Bluetooth and USB might get Elipson thrown out of Hi-Fi Club

£500 gets you a shiny new spinner with daringly non-trad adornments

£500! That’s CD player money, surely?

Hmm, looks like you may have missed some of the subtleties of recent hi-fi developments. Here’s the headline: record players are cool again. Existing European turntable masters such as Rega, Clearaudio and Pro-Ject are hanging on to a dizzying wave of new sales, while bigger, Eastern companies (Sony, Technics, Pioneer) are loading up ships just as fast as they can. Toot toot!

And which of those is this?

Neither. The Omega is the result of French hi-fi company Elipson, which mostly makes speakers, eyeing up vinyl sales, stepping over to the drawing table and saying ‘Alors…’ Possibly while rubbing its hands together.

But, if we knew one thing about Elipson, from its speakers, we knew that it knows materials, and so we’re not surprised that its first turntable, in red, white or black, is a delightful melding of shiny acrylic, carbon fibre and aluminium.

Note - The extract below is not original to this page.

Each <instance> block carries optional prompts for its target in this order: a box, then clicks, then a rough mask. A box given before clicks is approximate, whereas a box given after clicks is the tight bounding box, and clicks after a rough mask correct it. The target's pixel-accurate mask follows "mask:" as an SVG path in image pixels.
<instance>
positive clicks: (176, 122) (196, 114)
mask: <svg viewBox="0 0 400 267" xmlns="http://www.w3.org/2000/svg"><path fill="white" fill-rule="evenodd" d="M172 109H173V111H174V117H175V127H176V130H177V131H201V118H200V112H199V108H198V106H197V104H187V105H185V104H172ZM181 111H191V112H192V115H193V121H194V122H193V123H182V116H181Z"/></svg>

Feels like there’s a ‘but’ coming…

But! We didn’t know the engineers at Elipson were such geeks. An Ortofon OM10 cartridge is a solid choice at the analogue end, but this top-of-the-range Omega 100 RIAA BT also has a built-in pre-amp with a USB socket for sending high-res vinyl output to your PC or Mac. It even has AptX Bluetooth, which is a terrifically trendy way to both (a) wirelessly send music to a Bluetooth speaker and (b) make a hi-fi traditionalist choke on their kippers.

£500, though. That’d get you a nice wireless speaker that’ll stream Spotify or some such.

You’re still not getting the appeal of vinyl. Weekend wombling around charity shops in search of scratched-up rarities, or being the guy in HMV that gets the special square poly-bag for that new Metallica record. Then getting home and watching the belt spin up the platter on which you place the record into which you plonk the needle to make the sound come out. Marvellous. And worth every penny.

But, perhaps we can help you, by reversing up the product name. Take off the ‘BT’ for a non-wireless version (£400), or take off the ‘RIAA’ (and another £100) if you’ve already got a suitable phono amp. Or drop down to the Alpha range – less snazzy build, but the same tech options, starting at £200.